In my desperation, I wanted to find a way to get in touch with that person again. I was sure that if only we could see each other again, talk again, we'd be able to recreate what we had. My Hudes Tarot was sitting beside me so I pulled it from its bag and asked what was the best way to proceed if I wished an opportunity to reunite with him. My answer was the Page of Pentacles.

I really like how Leah Samul (who wrote a book inspired on the Hudes Tarot, called Wisdom in the Cards) deals with the Court Cards. I always had a problem in memorizing the characteristics attributed to these cards, but the way Samul related the element of the Court with the element of the Suit is much more intuitive to me. According to her, the Page of Pentacles is the Earth of Earth - the Page is completely in his element in the suit of Pentacles.

Earth is a slow a element - it's the one that takes the longest to change, and also the one in which changes are more profound. You cannot recover the parts of the mountain that were eroded...only tectonic movements can make the mountain become higher again, but that is also a slow process. And though erosion and continental drift take thousands of years to make themselves noticed, their effects are absolute on the landscape.

Basically the message of the Page was the message I always get: don't do anything. Don't move, don't force life, let things unfold in their own speed. Give time some time. Take care of your practical affairs and of your body. *sigh* I am so tired of getting this message, to be honest, even if it makes sense. For someone action-oriented like me, this is sheer torture.

So, here I am. Not happier nor any wiser, and trying to master the art of waiting. The truth is that I only feel some hope when I am doing something.... for me waiting feels like giving up, feels like dying. But apparently, it's what I must do.

Yesterday I prayed, even though I am not sure if there's anyone out there listening. I was seeking some reassurance. I desperately want to believe that there's a higher purpose behind all this...

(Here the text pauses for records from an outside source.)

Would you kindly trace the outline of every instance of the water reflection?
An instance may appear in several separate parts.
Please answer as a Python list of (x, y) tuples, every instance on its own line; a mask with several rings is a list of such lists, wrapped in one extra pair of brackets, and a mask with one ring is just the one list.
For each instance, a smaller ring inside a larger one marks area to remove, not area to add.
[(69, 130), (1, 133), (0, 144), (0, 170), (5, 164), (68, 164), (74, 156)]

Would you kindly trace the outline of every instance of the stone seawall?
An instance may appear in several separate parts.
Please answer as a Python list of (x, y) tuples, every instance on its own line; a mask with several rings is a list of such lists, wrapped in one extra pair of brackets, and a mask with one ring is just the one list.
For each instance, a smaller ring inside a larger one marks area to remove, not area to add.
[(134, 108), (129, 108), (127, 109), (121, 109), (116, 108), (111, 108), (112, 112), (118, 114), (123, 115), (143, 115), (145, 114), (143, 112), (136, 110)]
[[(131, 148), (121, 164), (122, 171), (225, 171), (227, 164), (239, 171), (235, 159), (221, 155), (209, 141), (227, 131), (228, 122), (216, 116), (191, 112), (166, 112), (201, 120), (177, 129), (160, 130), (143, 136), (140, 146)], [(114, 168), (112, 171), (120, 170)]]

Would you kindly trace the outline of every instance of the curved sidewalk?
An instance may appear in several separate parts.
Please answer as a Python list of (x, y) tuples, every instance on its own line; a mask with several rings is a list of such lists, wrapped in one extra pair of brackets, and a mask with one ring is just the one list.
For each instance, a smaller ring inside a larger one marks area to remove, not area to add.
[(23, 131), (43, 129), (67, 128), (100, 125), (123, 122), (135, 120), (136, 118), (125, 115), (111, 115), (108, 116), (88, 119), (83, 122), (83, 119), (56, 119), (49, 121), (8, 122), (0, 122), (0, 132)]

“Paradise was from the first intended to be swallowed by the darkness.” ~ Anaïs Nin (in 'Stella')



 Hudes Tarot © US Games Systems, Inc.

5/2/12

Enchanted Oracle: a reading for May

May has become a difficult month for me. Last year, in this same month, I found paradise on Earth. And now...

Yesterday it was May Day so I didn't have to work. I thought I'd have a light and restful day; instead I found myself crouched against my wardrobe, naked despite the cold weather, crying my eyes out again. A relapse. I thought I was over crying, but memories assault me and, now that I am approaching the anniversary, they are becoming aggressive. Sometimes my brain seems to be stuck on repeat.

I ended up having a rather shitty day, in which I slept and watched TV intermittently in order to keep my mind in a constant void. Echoes can't travel through vacuum. When I felt a bit more centered, I decided to do a reading about the coming month... to see what is leaving, what is coming, and if there's any hope of improvement.

I used the Enchanted Oracle together with a 4-card spread taught in its companion book.


1. What you need to take with you ~ Dark Enchantment
I had a bit of a hard time understanding this first card. It's a card that shows up quite often to me, together with the Dark Queen, and its main message is also warning: don't go there. Whatever you are thinking of doing, whatever shortcuts or detours you are considering... don't. Because it may take you somewhere you don't really want to go. I believe this card relates to my thoughts in the most depressive and hopeless moments... it's telling me to not think about any easy escapes, as attractive as they may seem at the moment. I mustn't nurture empty, dark thoughts. I need to find a new goal, even if just a small one, and let it be my guide.